A patent application is a well-crafted document which has many different requirements for it to be effective. One of the requirements is the written description requirement. The Manual of Patent Examining Procedure states that “to satisfy the written description requirement, a patent specification must describe the claimed invention in sufficient detail that one skilled in the art can reasonably conclude that the inventor had possession of the claimed invention.” To a layperson, this means that an inventor must describe his or her invention in writing sufficiently to show the inventor had possession of the claimed invention.

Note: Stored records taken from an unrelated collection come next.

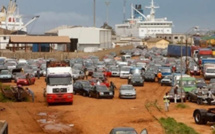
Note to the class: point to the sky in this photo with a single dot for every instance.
(185, 14)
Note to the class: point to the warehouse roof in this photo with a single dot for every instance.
(40, 39)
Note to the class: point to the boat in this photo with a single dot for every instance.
(143, 26)
(10, 19)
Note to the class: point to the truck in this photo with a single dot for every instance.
(204, 53)
(59, 82)
(174, 50)
(209, 71)
(3, 127)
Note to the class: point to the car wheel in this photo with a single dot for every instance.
(199, 118)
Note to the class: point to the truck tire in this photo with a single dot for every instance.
(199, 116)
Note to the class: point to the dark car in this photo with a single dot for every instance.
(200, 97)
(100, 91)
(82, 87)
(98, 75)
(200, 82)
(137, 80)
(180, 94)
(149, 76)
(167, 80)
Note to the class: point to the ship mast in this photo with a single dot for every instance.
(152, 12)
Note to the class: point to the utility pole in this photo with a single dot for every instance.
(124, 10)
(94, 13)
(107, 10)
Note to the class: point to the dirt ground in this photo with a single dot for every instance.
(96, 116)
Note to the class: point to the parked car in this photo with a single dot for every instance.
(22, 80)
(167, 80)
(181, 94)
(149, 76)
(200, 82)
(100, 91)
(200, 97)
(114, 71)
(5, 75)
(82, 87)
(137, 80)
(93, 82)
(127, 91)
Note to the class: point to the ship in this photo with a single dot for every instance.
(143, 26)
(11, 20)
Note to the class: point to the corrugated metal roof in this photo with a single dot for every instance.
(40, 39)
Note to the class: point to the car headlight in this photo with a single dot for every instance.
(101, 93)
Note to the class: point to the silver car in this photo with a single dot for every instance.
(127, 91)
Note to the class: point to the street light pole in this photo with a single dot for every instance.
(107, 10)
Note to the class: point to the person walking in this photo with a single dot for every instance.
(159, 75)
(166, 101)
(38, 73)
(175, 93)
(129, 79)
(86, 74)
(210, 96)
(112, 87)
(31, 93)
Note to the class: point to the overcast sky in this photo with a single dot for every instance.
(53, 13)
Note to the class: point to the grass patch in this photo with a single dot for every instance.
(171, 126)
(181, 105)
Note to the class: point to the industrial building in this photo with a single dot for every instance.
(88, 38)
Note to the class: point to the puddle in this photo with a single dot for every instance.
(50, 123)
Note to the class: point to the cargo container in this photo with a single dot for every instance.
(44, 48)
(174, 50)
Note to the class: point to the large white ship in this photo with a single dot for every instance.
(142, 26)
(10, 19)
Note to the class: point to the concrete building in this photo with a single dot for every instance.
(156, 42)
(83, 38)
(176, 38)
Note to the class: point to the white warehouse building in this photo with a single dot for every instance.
(86, 38)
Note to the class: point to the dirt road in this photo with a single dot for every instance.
(96, 116)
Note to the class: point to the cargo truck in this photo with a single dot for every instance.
(59, 82)
(174, 50)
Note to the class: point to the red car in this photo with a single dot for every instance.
(197, 72)
(23, 81)
(93, 82)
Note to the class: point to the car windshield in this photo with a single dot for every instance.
(101, 87)
(125, 69)
(4, 72)
(166, 70)
(210, 70)
(127, 87)
(125, 132)
(86, 84)
(59, 80)
(188, 83)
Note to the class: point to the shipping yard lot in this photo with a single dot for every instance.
(98, 116)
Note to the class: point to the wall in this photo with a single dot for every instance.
(59, 55)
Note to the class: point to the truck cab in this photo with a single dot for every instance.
(59, 84)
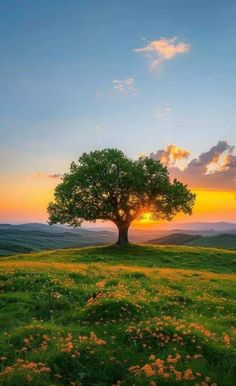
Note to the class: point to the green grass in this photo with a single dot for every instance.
(135, 315)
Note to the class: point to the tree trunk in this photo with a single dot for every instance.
(123, 234)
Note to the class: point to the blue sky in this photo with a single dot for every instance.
(59, 60)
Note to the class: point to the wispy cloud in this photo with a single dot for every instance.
(170, 155)
(163, 49)
(44, 175)
(124, 85)
(214, 169)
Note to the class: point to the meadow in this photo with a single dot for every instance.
(132, 315)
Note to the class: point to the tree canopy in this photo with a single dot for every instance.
(108, 185)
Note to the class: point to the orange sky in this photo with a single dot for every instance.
(26, 199)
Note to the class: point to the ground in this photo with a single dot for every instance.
(134, 315)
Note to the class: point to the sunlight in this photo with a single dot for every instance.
(146, 218)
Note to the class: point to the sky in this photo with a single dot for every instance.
(149, 77)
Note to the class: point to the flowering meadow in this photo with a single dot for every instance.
(134, 315)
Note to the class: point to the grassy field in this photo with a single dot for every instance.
(136, 315)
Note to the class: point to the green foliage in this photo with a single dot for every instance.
(107, 185)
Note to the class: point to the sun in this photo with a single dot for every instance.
(146, 218)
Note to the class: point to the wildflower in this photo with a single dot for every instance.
(148, 370)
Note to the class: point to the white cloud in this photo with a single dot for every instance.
(124, 85)
(163, 49)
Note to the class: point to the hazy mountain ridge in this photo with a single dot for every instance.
(222, 240)
(29, 237)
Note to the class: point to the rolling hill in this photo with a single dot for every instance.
(227, 241)
(32, 237)
(101, 316)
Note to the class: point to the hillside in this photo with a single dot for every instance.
(35, 237)
(135, 315)
(223, 240)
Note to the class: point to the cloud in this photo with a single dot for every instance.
(43, 176)
(214, 169)
(170, 155)
(163, 49)
(124, 85)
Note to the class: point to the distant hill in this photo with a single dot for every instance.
(222, 240)
(34, 237)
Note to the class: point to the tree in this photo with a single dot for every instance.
(109, 186)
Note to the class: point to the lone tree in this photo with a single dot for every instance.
(109, 186)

In Tobinick v. Olmarker (Fed. Cir. 2014), the patent application at issue related to treatment of spinal nerve injuries, such as those associated with herniated discs. The invention was claimed in such a way as to require a drug to be “administered locally”. The dispute centered around whether the patent application satisfied the written description requirement for claim terms requiring the drug be “administered locally.”
The patent application described various techniques of administering the drug to the patient. One such technique is an epidural injection adjacent to the site of the disc herniation. The patent application further described that the epidural injection could be as far away as 10 centimeters from the spine. The patent application described other techniques such as systemic administration. The Patent Trial and Appeal Board (PTAB) found that administering locally required administering the antibody directly to the site where the antibody is intended to act, to the location where a “nucleus pulposus” was causing the symptoms of the nerve disorder. The PTAB found that the patent application did not distinguish between administering the drug locally or non-locally, and thus, the patent application lacked adequate written description.
Although the patent specification also described both local and system administration of the drug, the Federal Circuit reversed and held that the written description requirement is satisfied as long as there is at least one embodiment that meets the claim limitation. The specification need not make such distinction. In this case, the since the patent application disclosed administering the drug within the area of the root nerves affected by the herniated disc (i.e., locally administered), the patent application met the written description requirement for the “administered locally” aspect of the claimed invention.